At the very beginning I showed students how to draw the first line. I had them make a dot about one third of the way up from the bottom of their paper, right in the center. “Label that point A,” I told them. “Use your ruler to draw your 7cm line like this.” I drew my first line diagonally, at about a 45 degree angle toward the right side of the paper.
The paper with the instructions on it does not specify any of this. I didn’t want to type so many steps that students were completely turned off. I figured they could just figure out what worked best. Make mistakes; fix them; “#ProductiveStruggle” is what I’ve been telling everyone this year. “It’s good for you! Builds character.”
After the first line is drawn, we label the end opposite point A, “B.” Next, we are instructed to “Draw an eight centimeter line twenty degrees from line segment AB.” Here, I show them that they ought to draw this new line closer to the center of the paper. I also tell students to draw their lines lightly. “Don’t press down too hard. You will most likely have to do some erasing. If you make dark, heavy lines, your gem will be less stunning with a bunch of erasures all over it.”
I won’t go through every line of instruction here. You can see what happens when you read the steps. Suffice to say, there is a lot of protractor practice and line-drawing-procission involved. You definitely want students to help one another and be open to mistakes. Luckily, these are not actual diamonds.
Finished Product
It takes several minutes to complete the drawing, but it’s worth it.
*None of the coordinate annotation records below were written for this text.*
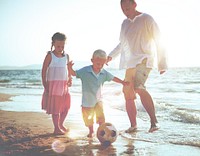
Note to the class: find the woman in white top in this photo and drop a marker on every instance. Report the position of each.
(139, 38)
(56, 79)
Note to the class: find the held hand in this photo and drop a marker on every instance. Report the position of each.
(108, 60)
(125, 83)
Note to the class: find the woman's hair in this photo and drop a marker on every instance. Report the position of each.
(59, 37)
(99, 53)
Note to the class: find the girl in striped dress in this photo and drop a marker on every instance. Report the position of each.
(56, 79)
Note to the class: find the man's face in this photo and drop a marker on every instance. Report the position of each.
(98, 63)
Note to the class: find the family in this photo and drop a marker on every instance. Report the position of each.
(139, 33)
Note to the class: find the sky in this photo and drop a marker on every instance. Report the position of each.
(27, 27)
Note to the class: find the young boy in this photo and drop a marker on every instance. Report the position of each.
(93, 78)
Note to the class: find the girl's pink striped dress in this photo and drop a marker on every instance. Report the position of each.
(57, 98)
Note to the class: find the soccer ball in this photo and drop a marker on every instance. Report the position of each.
(106, 134)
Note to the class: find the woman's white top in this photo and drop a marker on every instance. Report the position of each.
(139, 39)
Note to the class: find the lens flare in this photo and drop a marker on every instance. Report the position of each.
(58, 146)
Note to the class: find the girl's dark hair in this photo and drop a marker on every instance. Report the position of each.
(59, 37)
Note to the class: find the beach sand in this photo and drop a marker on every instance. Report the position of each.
(30, 134)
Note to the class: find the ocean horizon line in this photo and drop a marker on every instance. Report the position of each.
(77, 65)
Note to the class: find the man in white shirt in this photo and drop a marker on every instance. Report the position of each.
(139, 38)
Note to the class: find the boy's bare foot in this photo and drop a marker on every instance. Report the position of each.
(64, 129)
(131, 129)
(58, 132)
(154, 128)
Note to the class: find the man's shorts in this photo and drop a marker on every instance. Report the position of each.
(88, 114)
(141, 75)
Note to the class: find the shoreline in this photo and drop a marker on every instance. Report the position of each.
(30, 133)
(5, 97)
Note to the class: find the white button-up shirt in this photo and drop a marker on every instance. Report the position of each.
(139, 39)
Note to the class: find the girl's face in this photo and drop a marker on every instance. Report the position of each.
(98, 64)
(59, 46)
(128, 8)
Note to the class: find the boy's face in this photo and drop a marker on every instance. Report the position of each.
(128, 8)
(59, 46)
(98, 64)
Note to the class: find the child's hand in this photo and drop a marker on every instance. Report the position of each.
(125, 83)
(69, 82)
(108, 60)
(70, 64)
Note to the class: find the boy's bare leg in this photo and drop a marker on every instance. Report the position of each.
(91, 132)
(130, 96)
There are plenty of “Oooohs” and “Aaaaahs” when the final lines are drawn.
My favorite part of this project is that the drawing is a tool for answering some geometric questions and even playing a game. Ahead of time, I typed the questions into a Google form, along with multiple-choice answers, so that the form will provide a score immediately upon completion. At the bottom of students’ “Stunning Gem” instruction paper is a code for the Google classroom where the assignment can be found. This was the first project of the year, so students had yet to access this new classroom.
There were two assignments in the new Math Enrichment Google classroom. The first contained a Google doc with the same instructions students had just used to draw their stunning gem. This assignment asked students to take a photo of their drawing so that I could see how well they did. The Google doc was available for them to make another one, or in case they lost their original set of instructions while still making the gem drawing independently.
The second assignment had the Google form in it. This form asks questions like “Which triangle is an isoceles triangle?” And, “Which triangle is scalene?” In addition to these identification questions, I made the drawing a game in the last few questions by asking students to look for the total number of triangles that can be formed with the lines.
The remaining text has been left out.